An alternative to traditional winch design appeared in 2004 when TTS now part of Palfinger) developed the winch bollard. This device comprises of rotating grooved cylinders mounted over a bollard arrangement. It replaces all of the equipment normally used for mooring and can be operated by one man using a moveable foot operated pedal, the Winch Bollard provides direct mooring without the use of stoppers.
An integrated emergency stop and fail safe brakes optimise safety and the unit features stepless speed control and automatically reduces line speed when the load is increased. Deck space requirements are also reduced as the unitised device occupies less space than the conventional mooring equipment it replaces.
In most ships the ropes from a conventional winch are routed through a fairlead to prevent damage to them. The winches themselves are usually trouble free if well maintained but failures to equipment that is constantly exposed to the worst environment and weather does inevitably occur occasionally. Most accidents that do occur when mooring – and there are too many of them – are a result of poor working practices and damaged ropes.
Marine deck equipment - Windlass
Located separately but close to the mooring winches or as an integral part of them, the windlass is the device used for lowering and raising the anchor it does this in tandem with the bow or chain stopper which prevents chain slippage when anchored and when raising the anchor.

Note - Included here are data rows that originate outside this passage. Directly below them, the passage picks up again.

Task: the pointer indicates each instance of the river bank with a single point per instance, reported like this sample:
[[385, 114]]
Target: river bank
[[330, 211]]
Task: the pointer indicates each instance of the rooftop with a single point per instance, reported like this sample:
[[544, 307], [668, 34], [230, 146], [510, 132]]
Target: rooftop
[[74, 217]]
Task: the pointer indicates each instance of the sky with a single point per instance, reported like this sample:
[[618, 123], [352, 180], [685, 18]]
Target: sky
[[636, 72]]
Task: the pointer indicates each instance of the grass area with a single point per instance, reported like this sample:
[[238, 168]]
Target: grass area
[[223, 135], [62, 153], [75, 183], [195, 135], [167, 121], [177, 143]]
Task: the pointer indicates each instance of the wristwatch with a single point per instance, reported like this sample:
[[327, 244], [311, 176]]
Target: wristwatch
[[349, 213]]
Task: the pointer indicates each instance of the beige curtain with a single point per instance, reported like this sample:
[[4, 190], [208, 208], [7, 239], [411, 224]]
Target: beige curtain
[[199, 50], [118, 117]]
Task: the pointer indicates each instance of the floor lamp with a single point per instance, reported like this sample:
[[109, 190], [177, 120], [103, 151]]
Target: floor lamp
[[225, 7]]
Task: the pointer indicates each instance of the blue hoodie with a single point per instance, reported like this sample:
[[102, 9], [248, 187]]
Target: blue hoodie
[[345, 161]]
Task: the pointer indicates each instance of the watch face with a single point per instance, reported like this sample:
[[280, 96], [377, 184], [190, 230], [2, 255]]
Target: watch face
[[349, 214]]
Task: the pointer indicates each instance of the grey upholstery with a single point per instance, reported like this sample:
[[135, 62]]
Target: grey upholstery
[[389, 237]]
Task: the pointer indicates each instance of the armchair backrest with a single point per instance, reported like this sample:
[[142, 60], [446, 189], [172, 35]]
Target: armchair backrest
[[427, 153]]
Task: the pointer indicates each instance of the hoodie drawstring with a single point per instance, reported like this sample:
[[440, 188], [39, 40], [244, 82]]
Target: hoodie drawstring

The anchor chain passes from the anchor and through the hawse pipe, over the windlass and down into the chain locker where the end is secured. The windlass is driven by a motor, either electric or hydraulic, and features a brake and clutch for use in different operations. Anchoring is usually done in one of two ways; letting go or walking back. Before anchoring the anchor chain must be released from its lashings on the bow stopper.
When letting go, the anchor is lowered in controlled steps to a certain depth before being released under gravity. Limiting the height from which it is dropped is essential to stop the chain over running. Walking back means lowering the anchor with gear. The principle difference between walk back and let go methods is that in walk back power is used. Anchoring safely is a skill and the speed and direction of the ship during the process is crucial.
Once anchoring is completed the stopper must be closed on the chain to prevent movement. The stopper is in effect a rachet arrangement that prevents the chain from paying out when at anchor and acts as a brake when raising it. This prevents strain on the brake and clutch of the windlass which could burn out in an uncontrolled situation.